Revenues, profits, net assets
ESR generated US$254.1 million of revenues in 2018, which represents a 65.8 percent rise from the year before. The company generates a large amount of its revenues from management fee income: US$135.6 million last year, which is 53.4 percent of total revenues. In its prospectus, ESR said that the net profit in 2018 stood at US$213.1 million. “The majority of our profit was derived from fair value gains on investment properties and share of profit and losses of joint ventures and associates,” the prospectus said. The company also generates rental income from the properties it develops and capital gains from selling developments.
The company’s unaudited pro-forma balance sheet shows net assets of US$2.3 billion. It has non-current assets of US$4.3 billion, current assets of $637.4 million, non-current liabilities of US$1.7billion and current liabilities of US$4.02 billion.
History of ESR
ESR began life as two separate companies. Firstly, the Redwood Group was set up in 2006 by Stuart Gibson and Charles Portes to focus on logistics development in Japan. Secondly, a company called E-Shang was set up by WP OCIM and Jinchu Shen to focus on growth in China. The two merged in 2016 and expanded in 2017 in Singapore and India. In 2017 it entered Australia through acquiring equity stakes in Australia Stock Exchange listed companies. In August 2018, it bought the whole equity of a developer of commercial and industrial real estate projects.
Financial, legal, property valuation, and other advisors
Joint financial sponsors to the IPO were Deutsche Securities Asia and CLSA Capital Markets.

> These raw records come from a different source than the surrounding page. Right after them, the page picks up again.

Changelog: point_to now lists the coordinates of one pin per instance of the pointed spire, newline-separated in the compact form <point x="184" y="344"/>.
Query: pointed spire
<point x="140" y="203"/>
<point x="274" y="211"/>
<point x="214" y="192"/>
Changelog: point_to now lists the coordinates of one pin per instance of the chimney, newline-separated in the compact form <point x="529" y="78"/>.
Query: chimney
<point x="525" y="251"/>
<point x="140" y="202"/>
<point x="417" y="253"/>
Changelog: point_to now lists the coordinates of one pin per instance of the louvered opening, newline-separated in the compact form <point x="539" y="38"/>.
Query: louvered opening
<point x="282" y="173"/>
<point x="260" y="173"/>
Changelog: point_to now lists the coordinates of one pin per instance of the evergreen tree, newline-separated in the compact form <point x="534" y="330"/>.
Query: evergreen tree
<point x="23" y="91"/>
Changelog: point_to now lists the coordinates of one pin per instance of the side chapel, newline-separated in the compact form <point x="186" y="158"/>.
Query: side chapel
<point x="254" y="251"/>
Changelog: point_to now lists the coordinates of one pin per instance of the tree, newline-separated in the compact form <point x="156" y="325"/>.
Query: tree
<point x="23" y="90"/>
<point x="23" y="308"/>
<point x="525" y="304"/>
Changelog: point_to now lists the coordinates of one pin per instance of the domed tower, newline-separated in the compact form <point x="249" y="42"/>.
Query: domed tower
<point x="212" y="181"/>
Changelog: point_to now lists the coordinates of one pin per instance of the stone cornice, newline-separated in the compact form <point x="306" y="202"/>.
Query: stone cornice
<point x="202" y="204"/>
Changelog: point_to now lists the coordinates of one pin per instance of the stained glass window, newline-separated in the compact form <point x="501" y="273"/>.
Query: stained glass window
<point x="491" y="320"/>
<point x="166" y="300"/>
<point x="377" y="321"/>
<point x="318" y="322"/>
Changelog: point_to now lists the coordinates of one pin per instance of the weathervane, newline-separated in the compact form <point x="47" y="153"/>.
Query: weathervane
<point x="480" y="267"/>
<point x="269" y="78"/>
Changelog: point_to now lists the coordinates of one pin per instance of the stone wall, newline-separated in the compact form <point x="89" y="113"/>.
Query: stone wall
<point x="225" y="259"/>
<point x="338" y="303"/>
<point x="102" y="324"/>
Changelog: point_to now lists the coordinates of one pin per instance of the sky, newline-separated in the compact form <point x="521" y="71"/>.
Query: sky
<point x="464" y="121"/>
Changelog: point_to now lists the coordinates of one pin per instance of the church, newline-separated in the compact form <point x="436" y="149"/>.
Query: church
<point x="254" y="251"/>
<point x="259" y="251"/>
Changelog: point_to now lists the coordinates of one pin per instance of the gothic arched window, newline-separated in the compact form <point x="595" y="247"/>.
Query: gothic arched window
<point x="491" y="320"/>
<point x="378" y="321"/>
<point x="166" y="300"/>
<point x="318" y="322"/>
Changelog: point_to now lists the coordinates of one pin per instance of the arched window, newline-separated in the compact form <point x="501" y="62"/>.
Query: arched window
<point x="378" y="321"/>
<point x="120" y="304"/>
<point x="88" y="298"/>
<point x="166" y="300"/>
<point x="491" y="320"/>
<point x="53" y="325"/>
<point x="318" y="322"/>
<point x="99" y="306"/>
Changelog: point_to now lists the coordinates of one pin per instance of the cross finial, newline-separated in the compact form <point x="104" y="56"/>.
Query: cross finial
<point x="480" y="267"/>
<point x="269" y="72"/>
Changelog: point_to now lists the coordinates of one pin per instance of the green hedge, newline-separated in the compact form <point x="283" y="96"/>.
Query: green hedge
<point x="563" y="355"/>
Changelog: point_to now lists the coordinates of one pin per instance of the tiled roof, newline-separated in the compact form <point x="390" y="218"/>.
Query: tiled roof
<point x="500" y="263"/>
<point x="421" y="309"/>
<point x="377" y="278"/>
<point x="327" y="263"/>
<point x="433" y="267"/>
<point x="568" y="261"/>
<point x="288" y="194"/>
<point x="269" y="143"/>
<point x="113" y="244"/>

Financial institutions providing coordination, book-running and lead management services are Deutsche Bank; CLSA; Citigroup (various divisions); Credit Suisse (Hong Kong); DBS Asia Capital; Goldman Sachs (Asia); BNP Paribas Securities (Asia); China International Capital Corporation Hong Kong Securities; Credit Agricole; Mirae Asset Securities and UOB Kay Hian Hong Kong.
Legal advice was provided by Latham & Watkins (HK and U.S. law); Global Law Office (China); Nagashima Ohno & Tsunematsu (Japan); Shin & Kim (South Korea); White & Case (Singapore); Corrs Chambers Westgarth (Australia); Kanga & Co (India); Walkers Hong Kong (Cayman Island and BVI); Freshfields Bruckhaus Deringer (HK and U.S.); Commerce & Finance Law Office (China).
Property valuers were Beijing Colliers; Cushman & Wakefield; and CBRE.
Other advisors include Ernst & Young (accounting and auditing); Jones Lang LaSalle (industrial); Standard Chartered Bank (receiving bank); Octal Capital (compliance advice).